Heart risk for elderly

Heart risk for elderly

Under embargo until 0001hours, Wednesday March 6, 2002

Elderly people need to boost the amount of folic acid they take by almost three times the official recommended level to minimise the risk of stroke, thrombosis and heart disease, a new study led by the University of Aberdeen has shown.

Folate helps reduce the level of homocysteine, an amino-acid, which in turn can precipitate vascular disease, according to the study, which is funded by the Wellcome Trust biomedical research charity.

The necessary intake is far higher than previously thought and highlights the fact that the elderly need to consume more folate than younger people.

Professor Michael Golden, who recently retired and led the study, which involved over 300 men and women aged 65-74 in Aberdeen, said: “This could have major implications because it is the elderly who bear the brunt of cardio-vascular problems.

“If public health policy decisions safely raise the folate intake substantially, these results suggest we could save lots of lives, improve the health and quality of life of many people and save the health service an awful lot of money.”

According to the Department of Health, although those aged 65 plus make up just one in six of the population they consume 39% of the National Health Service budget.
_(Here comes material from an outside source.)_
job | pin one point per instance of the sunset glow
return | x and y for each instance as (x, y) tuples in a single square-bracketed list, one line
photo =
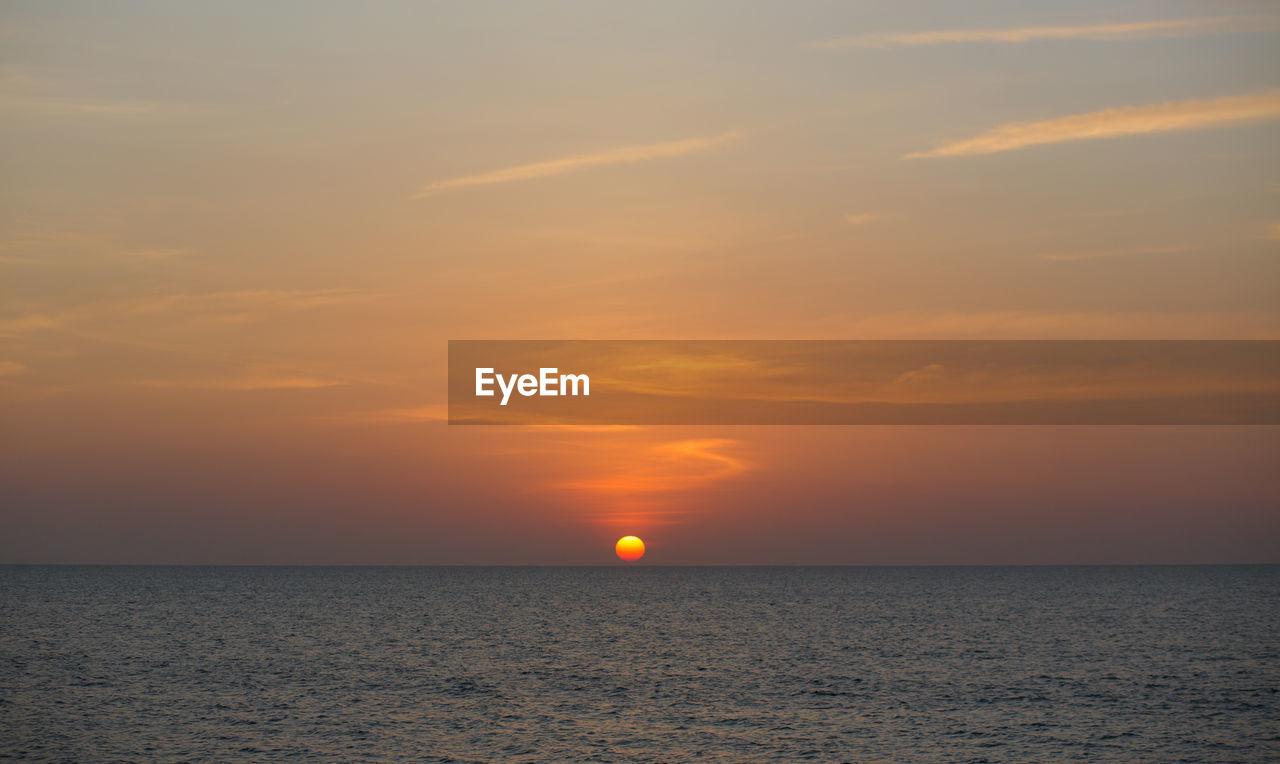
[(630, 548)]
During 2000, heart disease claimed the lives of 27,964 people aged 65-74 in the UK*.

Dr Ross Taylor, from the University of Aberdeen’s Medical School, who also worked on the study, said: “The Committee on Medical Aspects of Food and Nutrition Policy (COMA)1 recommended an extra intake of 200 micrograms a day for those of 50 plus.

“But, we discovered it should be almost three times that amount to ensure 95% of the elderly were not at risk from high homocysteine, and therefore vascular disease.
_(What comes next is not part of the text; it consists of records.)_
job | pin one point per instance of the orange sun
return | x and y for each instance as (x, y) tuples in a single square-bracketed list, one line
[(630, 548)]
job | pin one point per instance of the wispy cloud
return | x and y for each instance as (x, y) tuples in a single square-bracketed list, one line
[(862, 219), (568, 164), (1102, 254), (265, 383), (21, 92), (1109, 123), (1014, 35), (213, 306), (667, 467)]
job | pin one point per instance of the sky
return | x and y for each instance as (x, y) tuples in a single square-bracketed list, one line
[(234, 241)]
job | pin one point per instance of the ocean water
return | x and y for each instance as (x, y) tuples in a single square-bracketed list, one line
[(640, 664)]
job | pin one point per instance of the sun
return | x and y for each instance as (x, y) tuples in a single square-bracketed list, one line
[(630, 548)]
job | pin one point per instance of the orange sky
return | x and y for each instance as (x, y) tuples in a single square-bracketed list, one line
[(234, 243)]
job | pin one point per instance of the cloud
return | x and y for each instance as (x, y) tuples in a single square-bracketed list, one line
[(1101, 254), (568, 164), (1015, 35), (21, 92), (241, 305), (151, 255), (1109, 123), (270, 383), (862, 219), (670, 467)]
“This is not achievable for most people because of the amount of fruit and vegetables they would have to consume. So you would need to fortify food with folic acid and the best way is to add it to bread, biscuits, cakes, and breakfast cereals, which should not be expensive.

“If individuals were to take the extra folate in tablet form again the cost would not be high, probably in the region of £10 a year per person.”

However, the authors warn there is a danger in adding too much folate. An excess causes people with deficiency of vitamin B12 to develop irreversible nerve damage rather than the more usual and treatable anaemia.

This could be avoided by fortification with both vitamins – folate and B12. The elderly are particularly prone to vitamin B12 deficiency because they commonly develop an inability to absorb it from their diet. Indeed, many of the elderly in this study had marginal vitamin B12 deficiency that was not detected by the usual test.

The results of the research present a public health dilemma in that the elderly need much more folate in their diet but there may be a substantial proportion with unrecognised vitamin B12 deficiency that will only be picked up by screening with a more sensitive test than is currently available.

The three-year study involved patients from two general practices in Aberdeen who were given folic tablets of varying strengths over a six-week period. Only those taking the highest level of folate, between 400 and 600 micrograms, recorded a drop in homocysteine levels. Results of the research are published in the latest edition of the Quarterly Journal of Medicine.2

Ends

- The study involved 368 men and women aged 65-75.

- Different groups were given folate dosages from 0 (placebo) - 600micrograms.

* Figures from the British Heart Foundation’s Coronary Heart Disease statistics.